Born in Newry, he was the son of Edward Corry (d. 1792), sometime Member of Parliament, and Catharine Bristow. He was educated at the Royal School, Armagh, where his contemporaries included Viscount Castlereagh, and later at Trinity College, Dublin, from which he graduated in 1773. On 18 October 1771 he was admitted to the Middle Temple and called to the bar at King's Inns in 1779.

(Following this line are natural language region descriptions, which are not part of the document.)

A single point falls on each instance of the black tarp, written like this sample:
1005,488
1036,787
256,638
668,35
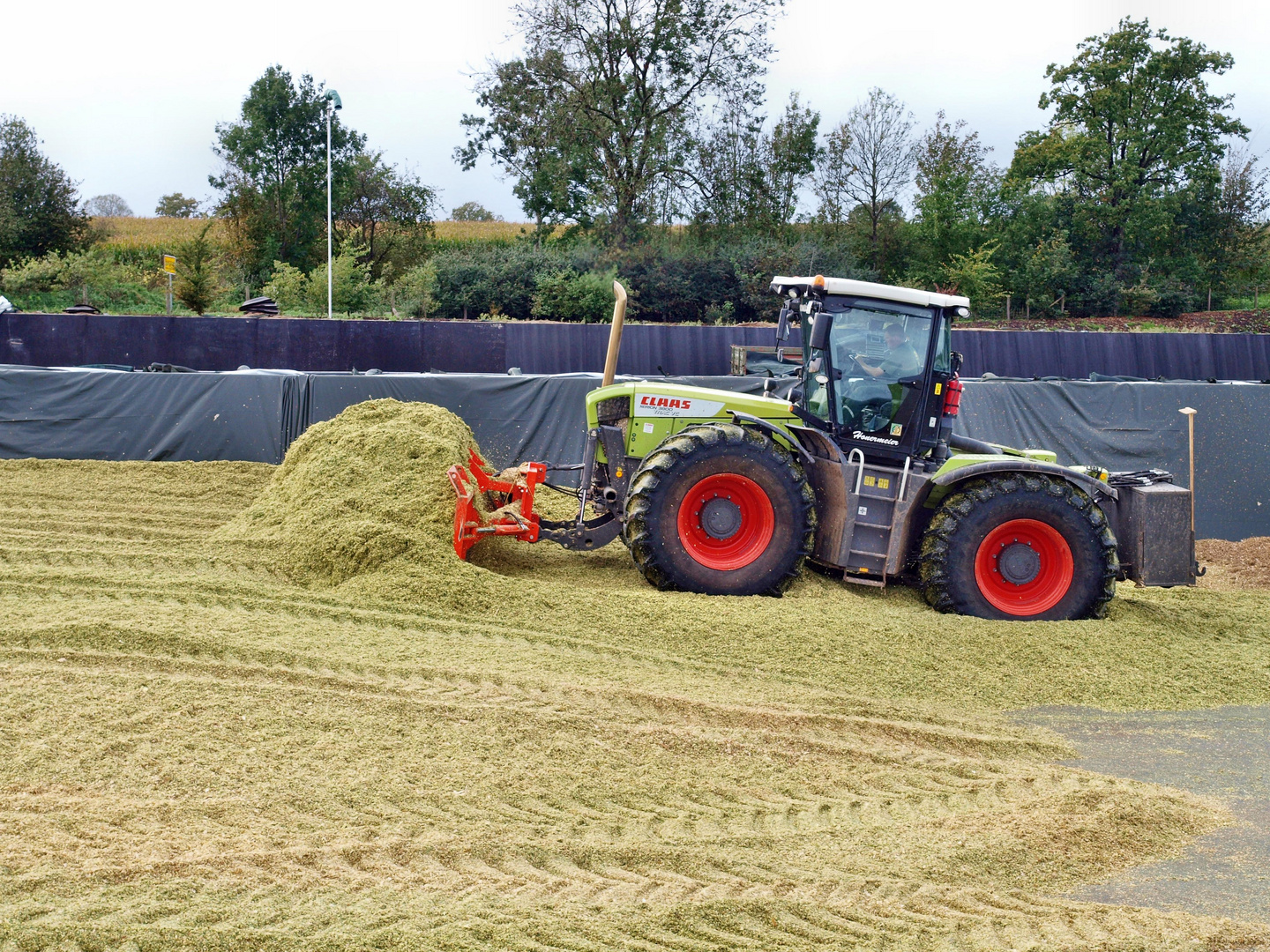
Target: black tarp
494,346
93,414
1138,426
254,415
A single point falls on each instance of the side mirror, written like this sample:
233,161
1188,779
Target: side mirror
820,331
782,325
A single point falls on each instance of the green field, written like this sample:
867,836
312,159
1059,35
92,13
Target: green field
205,752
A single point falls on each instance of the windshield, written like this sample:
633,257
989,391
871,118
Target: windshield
878,352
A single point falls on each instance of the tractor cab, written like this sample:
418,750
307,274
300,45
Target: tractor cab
877,362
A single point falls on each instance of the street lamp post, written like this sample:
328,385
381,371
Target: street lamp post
333,103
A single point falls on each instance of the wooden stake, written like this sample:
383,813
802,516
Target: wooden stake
1191,420
615,334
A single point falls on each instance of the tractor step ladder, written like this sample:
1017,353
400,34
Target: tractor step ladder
873,502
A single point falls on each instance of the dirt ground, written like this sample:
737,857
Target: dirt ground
1235,565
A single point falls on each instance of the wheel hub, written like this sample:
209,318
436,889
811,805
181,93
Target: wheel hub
721,518
1019,562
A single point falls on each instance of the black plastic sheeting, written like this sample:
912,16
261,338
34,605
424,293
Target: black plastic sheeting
84,414
256,414
493,346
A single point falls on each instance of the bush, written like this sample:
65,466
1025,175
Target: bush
415,291
354,291
492,280
197,285
566,296
288,287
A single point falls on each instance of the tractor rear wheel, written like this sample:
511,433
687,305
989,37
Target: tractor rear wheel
721,509
1022,547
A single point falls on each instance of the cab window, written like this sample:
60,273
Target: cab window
877,354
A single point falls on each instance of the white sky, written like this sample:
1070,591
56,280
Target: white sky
126,95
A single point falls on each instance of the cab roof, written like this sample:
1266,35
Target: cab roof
865,288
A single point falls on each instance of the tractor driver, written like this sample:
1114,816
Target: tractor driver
900,358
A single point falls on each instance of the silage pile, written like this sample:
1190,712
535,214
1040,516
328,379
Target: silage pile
362,492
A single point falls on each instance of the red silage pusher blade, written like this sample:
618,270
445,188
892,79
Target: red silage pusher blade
471,525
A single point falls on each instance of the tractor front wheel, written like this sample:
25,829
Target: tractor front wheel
1022,547
721,509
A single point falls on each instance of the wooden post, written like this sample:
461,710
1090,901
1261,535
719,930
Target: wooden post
1191,421
615,334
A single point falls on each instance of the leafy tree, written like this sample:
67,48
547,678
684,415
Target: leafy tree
869,161
38,202
566,296
955,199
473,211
273,182
1133,150
176,206
750,178
1240,248
620,83
530,135
386,212
109,206
197,283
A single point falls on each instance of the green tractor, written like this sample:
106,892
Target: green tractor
857,472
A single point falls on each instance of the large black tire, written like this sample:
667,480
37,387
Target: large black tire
683,541
1001,521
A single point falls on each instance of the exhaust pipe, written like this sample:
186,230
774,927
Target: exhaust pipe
615,334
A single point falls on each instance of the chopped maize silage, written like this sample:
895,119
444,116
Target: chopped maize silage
202,755
361,490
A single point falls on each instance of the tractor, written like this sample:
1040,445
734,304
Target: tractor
857,473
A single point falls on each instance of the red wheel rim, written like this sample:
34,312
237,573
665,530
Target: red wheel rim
1024,568
725,521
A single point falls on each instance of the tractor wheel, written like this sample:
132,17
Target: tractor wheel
721,509
1022,547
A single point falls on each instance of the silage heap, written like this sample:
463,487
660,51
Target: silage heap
366,493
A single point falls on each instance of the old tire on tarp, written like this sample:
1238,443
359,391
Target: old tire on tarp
721,509
1021,547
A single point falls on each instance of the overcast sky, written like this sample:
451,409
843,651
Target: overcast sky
126,95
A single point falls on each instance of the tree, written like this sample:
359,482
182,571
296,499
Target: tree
473,211
750,178
385,212
111,206
176,206
197,283
1240,245
273,182
38,202
957,190
530,135
869,163
1134,136
625,80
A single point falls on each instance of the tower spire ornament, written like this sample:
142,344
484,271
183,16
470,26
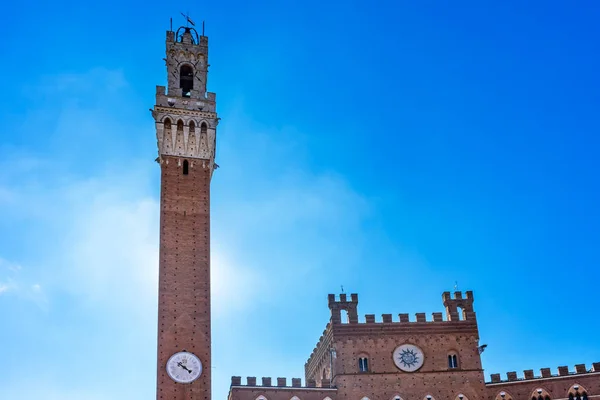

In 1776 Corry succeeded his father as Member of Parliament for Newry, sitting in the Irish House of Commons until the Act of Union in 1801. From 1782-1789 he served as equerry to the Duke of Cumberland, being described in 1794 by Rt. Hon. Sylvester Douglas as "a well-bred man...He has no brogue...He once acted as a sort of groom of the bedchamber to the late Duke of Cumberland." In 1798, he was also elected for Randalstown, but chose not to sit and in 1802, he was returned to the British House of Commons for Newry. He served as a Whig at Westminster until 1806. It was written in 1783 that Corry would expect to enter high office, given that "he lives expensively and does not pursue his profession, which is the law." In 1788 he became Clerk of the [Irish] Ordnance. The following year Corry was appointed a commissioner of the revenue. Finally in 1799 he was appointed Irish Chancellor of the Exchequer and a Lord High Treasurer of Ireland in place of Sir John Parnell, who quarrelled violently with Pitt over the projected union, which he categorically refused to support. In 1795 he became a Privy Councillor.